Gabi e il dinosauro di Camposoriano

La scoperta di un'impronta di dinosauro, di milioni di anni fa, su un blocco di calcare in una cava di Camposoriano ha incuriosito una bambina per le tre dita impresse nella roccia...

Gabi ha 11 anni e la testa piena di animali, piante e rocce.

A Camposoriano Gabi c’era già stata, da allora le rocce di quel posto o meglio sarebbe dire quel posto fatto di rocce, erano entrate nella sua testa.

Alla notizia di un grande masso con le impronte di un dinosauro ritrovato ed esposto lì, Gabi non poté resistere e chiese di essere accompagnata in visita a Camposoriano.

Stava sul suo albero e stava pensando a cosa avrebbe visto, il padre alzò lo sguardo e le disse: andiamo?

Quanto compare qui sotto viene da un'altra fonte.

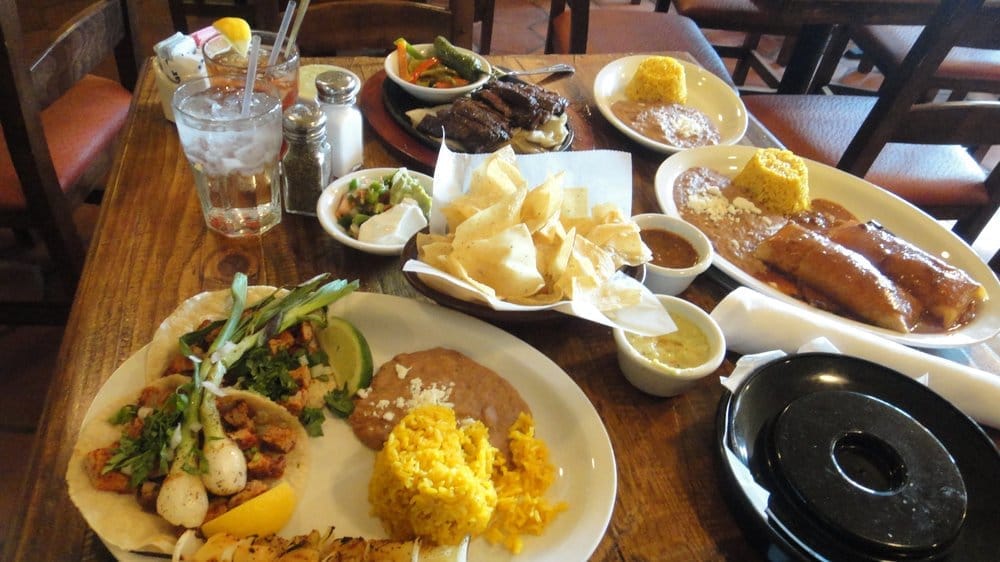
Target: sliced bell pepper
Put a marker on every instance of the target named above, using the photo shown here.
(422, 67)
(403, 60)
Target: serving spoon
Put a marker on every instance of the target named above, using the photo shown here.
(552, 69)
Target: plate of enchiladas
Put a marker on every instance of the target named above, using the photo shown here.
(822, 239)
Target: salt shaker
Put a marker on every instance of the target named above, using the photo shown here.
(305, 166)
(336, 91)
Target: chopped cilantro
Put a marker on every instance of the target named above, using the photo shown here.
(267, 374)
(148, 454)
(312, 419)
(339, 402)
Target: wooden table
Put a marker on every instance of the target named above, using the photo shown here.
(152, 250)
(819, 17)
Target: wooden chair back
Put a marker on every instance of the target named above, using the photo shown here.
(28, 85)
(896, 117)
(341, 26)
(579, 24)
(260, 14)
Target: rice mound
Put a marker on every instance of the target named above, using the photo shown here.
(658, 79)
(432, 478)
(776, 179)
(521, 486)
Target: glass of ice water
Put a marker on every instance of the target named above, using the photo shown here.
(221, 58)
(233, 154)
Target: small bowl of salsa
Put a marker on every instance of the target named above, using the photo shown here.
(681, 252)
(669, 364)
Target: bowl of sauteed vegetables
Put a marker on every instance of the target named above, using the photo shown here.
(376, 210)
(436, 72)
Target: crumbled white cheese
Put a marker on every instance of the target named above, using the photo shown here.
(438, 395)
(401, 371)
(685, 127)
(713, 203)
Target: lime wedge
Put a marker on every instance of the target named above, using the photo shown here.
(350, 357)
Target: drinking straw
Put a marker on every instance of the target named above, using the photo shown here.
(282, 30)
(299, 16)
(251, 75)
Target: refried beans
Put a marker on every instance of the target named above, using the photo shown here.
(672, 123)
(440, 376)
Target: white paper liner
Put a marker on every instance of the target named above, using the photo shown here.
(606, 174)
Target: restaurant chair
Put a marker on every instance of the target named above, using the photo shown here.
(743, 16)
(973, 65)
(58, 121)
(572, 30)
(260, 14)
(485, 10)
(915, 150)
(339, 26)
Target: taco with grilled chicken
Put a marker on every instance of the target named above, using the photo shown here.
(146, 468)
(277, 350)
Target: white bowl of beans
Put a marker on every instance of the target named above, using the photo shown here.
(681, 252)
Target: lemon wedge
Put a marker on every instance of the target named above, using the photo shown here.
(236, 31)
(265, 514)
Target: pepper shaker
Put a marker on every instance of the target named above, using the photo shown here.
(336, 91)
(305, 167)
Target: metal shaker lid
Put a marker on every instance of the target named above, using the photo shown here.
(303, 118)
(337, 86)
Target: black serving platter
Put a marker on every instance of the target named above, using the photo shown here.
(397, 102)
(828, 457)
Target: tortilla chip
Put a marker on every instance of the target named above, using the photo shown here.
(542, 204)
(505, 261)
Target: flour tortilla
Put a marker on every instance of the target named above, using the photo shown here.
(118, 518)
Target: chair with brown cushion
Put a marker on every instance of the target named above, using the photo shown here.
(57, 121)
(742, 16)
(332, 26)
(573, 30)
(913, 150)
(972, 66)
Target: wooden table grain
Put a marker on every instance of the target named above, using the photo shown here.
(152, 250)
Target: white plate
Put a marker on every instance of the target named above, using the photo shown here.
(342, 466)
(706, 93)
(327, 203)
(866, 201)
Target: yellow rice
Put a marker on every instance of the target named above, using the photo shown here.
(658, 80)
(777, 180)
(521, 505)
(441, 481)
(432, 478)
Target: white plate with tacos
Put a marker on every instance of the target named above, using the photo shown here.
(340, 466)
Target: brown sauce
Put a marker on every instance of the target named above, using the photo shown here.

Con rocce e fossili Gabi si era già misurata, era un po’ diverso rispetto agli animali e alle piante che poteva osservare e toccare nella realtà. Non che quelli non fossero reali ma la obbligavano ad usare ancora di più la sua fantasia ed immaginazione per sentirsi parte di quelle storie, di quei cambiamenti, di quelle vicende che le rocce sanno raccontare. E Gabi è fatta così, ha il potere di far entrare le cose e di entrare nelle cose della Natura, è il suo modo di comunicare ed interagire, il suo essere speciale.

Gabi mette l’indice, il medio e l’anulare nei solchi impressi sulla roccia e compone un TRE con le dita belle larghe.

Aveva già letto, si era già informata su chi aveva lasciato quell’impronta, cosa faceva, quando era vissuto e come si stava muovendo in quel preciso momento.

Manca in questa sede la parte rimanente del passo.